Richard Rohr O.F.M. (born 20. March 1943 in Topeka, Kansas) is a Franciscan friar ordained to the priesthood in the Roman Catholic Church in 1970. He is an internationally known inspirational speaker and has published numerous recorded talks and books.


  • God does not love you because you are good, God loves you because God is good.
    • "Politics and Spirituality conference, Washington D.C. 2006"
  • Power should be entrusted only to those who do not seek it.
    • "Politics and Spirituality conference, Washington D.C. 2006"
  • The human ego prefers anything, just about anything, to falling, or changing, or dying. The ego is that part of you that loves the status quo—even when it's not working. It attaches to past and present and fears the future.
    • Falling Upward: A Spirituality for the Two Halves of Life (2011)
  • We worshiped Jesus instead of following him on his same path. We made Jesus into a mere religion instead of a journey toward union with God and everything else. This shift made us into a religion of 'belonging and believing' instead of a religion of transformation.
    • As quoted in My Name Is Heretic (2015) by Bruce H. Joffe, Ch. 5

Everything Belongs: The Gift of Contemplative Prayer (1999)[edit]

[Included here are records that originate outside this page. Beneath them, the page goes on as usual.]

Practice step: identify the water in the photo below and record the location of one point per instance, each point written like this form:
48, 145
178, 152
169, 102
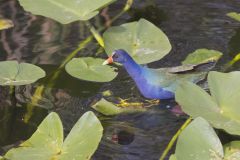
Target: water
189, 25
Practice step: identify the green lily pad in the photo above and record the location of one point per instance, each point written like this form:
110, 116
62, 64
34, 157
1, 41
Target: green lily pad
47, 141
234, 15
142, 40
202, 56
90, 69
5, 23
221, 109
198, 141
109, 109
65, 11
14, 73
232, 150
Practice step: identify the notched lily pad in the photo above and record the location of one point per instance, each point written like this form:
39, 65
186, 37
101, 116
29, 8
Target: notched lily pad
142, 40
90, 69
14, 73
47, 141
232, 150
221, 108
234, 15
201, 56
5, 23
65, 11
198, 141
107, 108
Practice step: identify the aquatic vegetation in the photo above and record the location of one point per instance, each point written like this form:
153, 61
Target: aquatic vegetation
14, 73
221, 107
203, 55
90, 69
199, 141
141, 39
145, 43
109, 109
65, 11
47, 142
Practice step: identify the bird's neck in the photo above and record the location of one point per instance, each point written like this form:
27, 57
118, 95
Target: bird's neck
133, 69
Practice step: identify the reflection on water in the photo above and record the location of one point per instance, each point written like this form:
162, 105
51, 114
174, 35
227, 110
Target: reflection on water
189, 25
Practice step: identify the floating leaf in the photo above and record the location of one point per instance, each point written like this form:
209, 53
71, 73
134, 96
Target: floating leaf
47, 141
44, 143
198, 141
14, 73
142, 40
202, 56
83, 139
90, 69
232, 150
222, 109
65, 11
5, 23
107, 108
234, 15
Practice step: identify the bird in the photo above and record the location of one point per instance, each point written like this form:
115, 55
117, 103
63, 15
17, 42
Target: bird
152, 83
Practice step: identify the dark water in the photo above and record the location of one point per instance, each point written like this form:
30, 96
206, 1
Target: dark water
189, 25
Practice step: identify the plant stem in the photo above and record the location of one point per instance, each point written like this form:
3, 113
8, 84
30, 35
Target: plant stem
231, 63
95, 33
174, 138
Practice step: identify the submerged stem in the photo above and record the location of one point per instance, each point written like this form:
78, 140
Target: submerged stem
174, 138
40, 89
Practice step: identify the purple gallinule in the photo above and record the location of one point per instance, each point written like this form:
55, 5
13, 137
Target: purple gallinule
152, 83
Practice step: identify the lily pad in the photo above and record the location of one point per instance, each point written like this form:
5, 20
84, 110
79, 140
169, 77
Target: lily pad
65, 11
47, 141
173, 157
109, 109
221, 109
198, 141
232, 150
234, 15
90, 69
5, 23
142, 40
14, 73
202, 56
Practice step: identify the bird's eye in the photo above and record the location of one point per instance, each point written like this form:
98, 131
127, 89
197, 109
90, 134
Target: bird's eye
115, 56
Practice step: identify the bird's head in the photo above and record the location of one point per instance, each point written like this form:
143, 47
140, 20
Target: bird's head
119, 56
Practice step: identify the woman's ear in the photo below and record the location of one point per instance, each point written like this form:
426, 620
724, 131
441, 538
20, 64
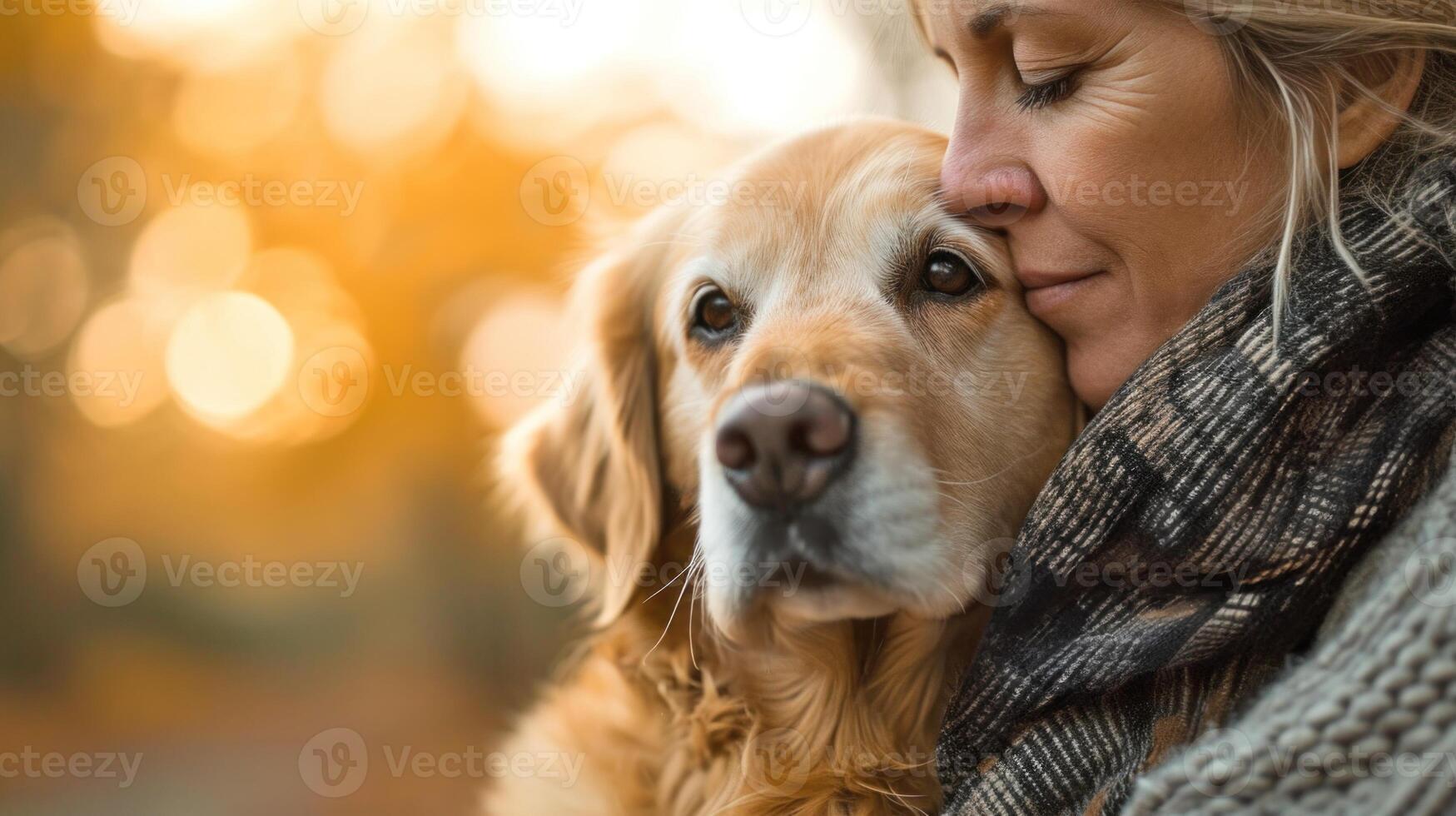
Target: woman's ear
591, 462
1368, 117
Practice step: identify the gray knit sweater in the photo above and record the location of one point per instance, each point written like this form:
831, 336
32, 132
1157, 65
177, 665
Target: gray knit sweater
1366, 723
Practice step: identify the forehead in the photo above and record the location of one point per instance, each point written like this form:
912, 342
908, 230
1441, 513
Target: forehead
823, 209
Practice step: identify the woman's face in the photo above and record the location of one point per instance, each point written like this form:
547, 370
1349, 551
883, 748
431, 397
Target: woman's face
1107, 140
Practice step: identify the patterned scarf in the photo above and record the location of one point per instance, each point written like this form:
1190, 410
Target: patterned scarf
1195, 534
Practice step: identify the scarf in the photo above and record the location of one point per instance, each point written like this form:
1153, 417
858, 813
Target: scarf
1199, 530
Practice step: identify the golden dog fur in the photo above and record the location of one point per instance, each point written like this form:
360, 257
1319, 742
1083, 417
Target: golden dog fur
765, 710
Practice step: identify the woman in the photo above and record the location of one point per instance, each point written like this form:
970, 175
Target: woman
1241, 226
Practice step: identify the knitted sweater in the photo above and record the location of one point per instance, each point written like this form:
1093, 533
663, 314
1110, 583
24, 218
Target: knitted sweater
1366, 724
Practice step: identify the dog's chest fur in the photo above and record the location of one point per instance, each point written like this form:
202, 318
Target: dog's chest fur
674, 729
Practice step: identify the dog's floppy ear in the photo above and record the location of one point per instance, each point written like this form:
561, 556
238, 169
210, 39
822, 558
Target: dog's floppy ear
593, 460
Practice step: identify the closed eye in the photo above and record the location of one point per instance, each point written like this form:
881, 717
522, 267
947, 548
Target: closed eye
1050, 92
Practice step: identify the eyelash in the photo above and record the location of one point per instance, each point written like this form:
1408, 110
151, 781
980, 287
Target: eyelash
1046, 93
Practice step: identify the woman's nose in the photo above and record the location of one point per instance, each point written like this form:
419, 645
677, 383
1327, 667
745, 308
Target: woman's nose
996, 192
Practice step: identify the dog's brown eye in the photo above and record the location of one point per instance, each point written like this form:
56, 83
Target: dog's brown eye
950, 274
713, 314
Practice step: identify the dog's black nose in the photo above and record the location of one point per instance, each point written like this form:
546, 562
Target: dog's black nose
781, 443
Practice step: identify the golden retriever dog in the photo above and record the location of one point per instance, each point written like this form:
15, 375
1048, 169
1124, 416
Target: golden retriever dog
812, 417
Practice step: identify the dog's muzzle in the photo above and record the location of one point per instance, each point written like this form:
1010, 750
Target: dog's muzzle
783, 443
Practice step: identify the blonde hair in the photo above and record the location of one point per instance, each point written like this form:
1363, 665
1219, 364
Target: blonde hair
1293, 58
1298, 60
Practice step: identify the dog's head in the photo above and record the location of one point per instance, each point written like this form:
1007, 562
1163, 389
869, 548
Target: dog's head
837, 375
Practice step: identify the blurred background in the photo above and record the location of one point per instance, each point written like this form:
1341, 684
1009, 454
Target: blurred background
272, 277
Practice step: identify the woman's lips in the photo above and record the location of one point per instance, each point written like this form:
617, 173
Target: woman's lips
1049, 291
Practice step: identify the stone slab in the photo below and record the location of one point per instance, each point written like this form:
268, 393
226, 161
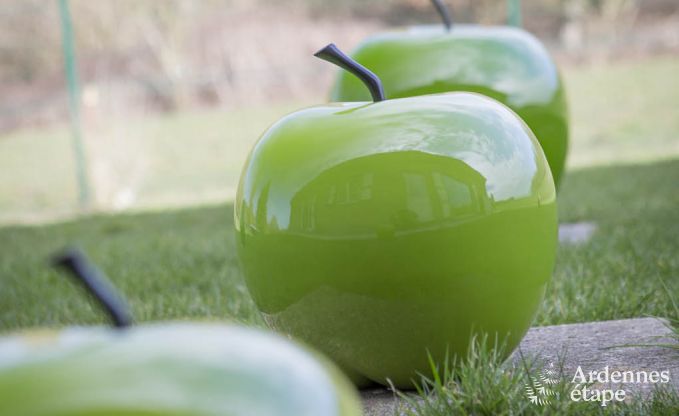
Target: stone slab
576, 232
592, 346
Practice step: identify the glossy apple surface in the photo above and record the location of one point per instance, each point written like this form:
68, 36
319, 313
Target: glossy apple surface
175, 369
377, 231
504, 63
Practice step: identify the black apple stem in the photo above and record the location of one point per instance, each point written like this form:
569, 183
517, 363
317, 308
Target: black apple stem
444, 13
333, 54
96, 284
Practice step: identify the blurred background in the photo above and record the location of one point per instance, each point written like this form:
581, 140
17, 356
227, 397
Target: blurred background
171, 95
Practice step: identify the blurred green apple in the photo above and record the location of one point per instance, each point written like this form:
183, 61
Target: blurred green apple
376, 232
179, 369
502, 62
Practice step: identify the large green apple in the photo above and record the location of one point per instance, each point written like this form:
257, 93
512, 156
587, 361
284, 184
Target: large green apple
178, 369
376, 232
502, 62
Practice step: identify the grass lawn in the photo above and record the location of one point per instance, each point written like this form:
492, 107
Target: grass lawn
182, 264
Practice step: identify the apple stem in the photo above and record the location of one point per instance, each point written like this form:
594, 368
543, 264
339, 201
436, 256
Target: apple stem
96, 284
333, 54
444, 13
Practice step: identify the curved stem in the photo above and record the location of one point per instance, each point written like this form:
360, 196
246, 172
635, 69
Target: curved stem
444, 13
333, 54
514, 13
96, 284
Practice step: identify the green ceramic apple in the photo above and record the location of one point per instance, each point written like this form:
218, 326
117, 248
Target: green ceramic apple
178, 369
502, 62
378, 231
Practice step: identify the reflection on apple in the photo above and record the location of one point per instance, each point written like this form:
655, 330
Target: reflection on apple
502, 62
376, 232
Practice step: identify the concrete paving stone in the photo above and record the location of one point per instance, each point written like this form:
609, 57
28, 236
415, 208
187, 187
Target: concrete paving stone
618, 345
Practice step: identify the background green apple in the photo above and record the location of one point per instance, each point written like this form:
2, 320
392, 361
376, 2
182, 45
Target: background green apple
378, 231
178, 369
505, 63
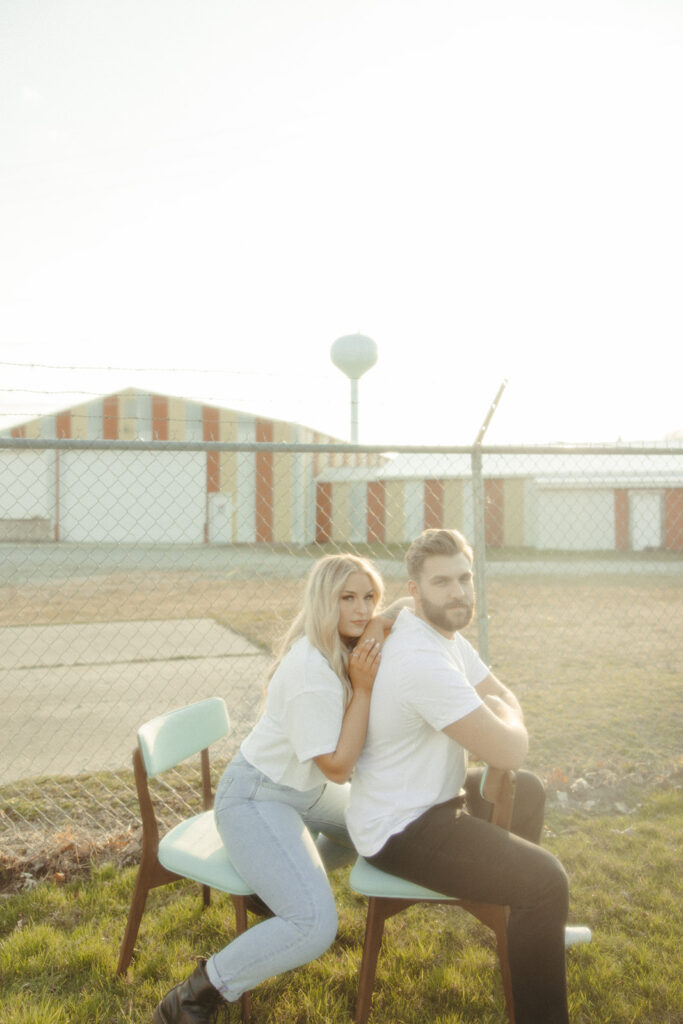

Richard Rohr, Everything Belongs: The Gift of Contemplative Prayer, New York: Crossroad, 1999

  • Religion has not tended to create seekers or searchers, has not tended to create honest, humble people who trust that God is always beyond them. We aren’t focused on the great mystery. Religion has, rather, tended to create people who think they have God in their pockets, people with quick, easy, glib answers. That’s why so much of the West is understandably abandoning religion. People know the great mystery cannot be that simple and facile.
    • p. 33
  • Group-think is a substitute for God-think. The belief is that God is found only by our group. The next step is to establish that identification with our group as the only way to serve God.
    • p. 82
  • The world, the system, moves forward out of fear. That’s why they have to threaten us to play the game. We’re threatened with loss of job, money, reputation, or prestige. It’s all based on fear.
    • p. 85-86
  • We have defined freedom in the West as the freedom to choose between options and preferences. That’s not primal freedom. That’s a secondary or even tertiary freedom. The primal freedom is the freedom to be the self, the freedom to live in the truth despite all circumstances. That’s what great religion offers us. That’s what real prayer offers us. That’s why the saints could be imprisoned and not lose their souls. They could be put down and persecuted like Jesus and still not lose their joy, their heart, or their perspective. Secular freedom is having to do what you want to do. Religious freedom is wanting to do what you have to do.
    • p. 93
  • What we know about God is important, but what we do with what we know about God is even more important. Too often people think it is necessary that we all see God in the same way (which is impossible anyway), but what is really necessary is that we all follow God according to what God tells us. The fact that God has given us so many different faces and temperaments and emotions and histories shows us how God honors each unique journey and culture. God is not threatened by differences. It’s we who are.
    • p. 110
  • Prayer must lead us beyond mind, words, and ideas to a more spacious place where God has a chance to get in.
    • p. 127
  • So much is happening on earth that cannot be fixed or explained, but it can be felt and suffered. I think a Christian is one who, along with Jesus, agrees to feel, to suffer the pain of the world.
    • p. 129
  • Much of my criticism of religion comes about when I see it not only affirming the system of normalcy but teaching folks how to live there comfortably. It just increases our “stuckness” in the old world. As does a lot of poor psychotherapy. Cheap religion teaches us how to live successfully in a sick system.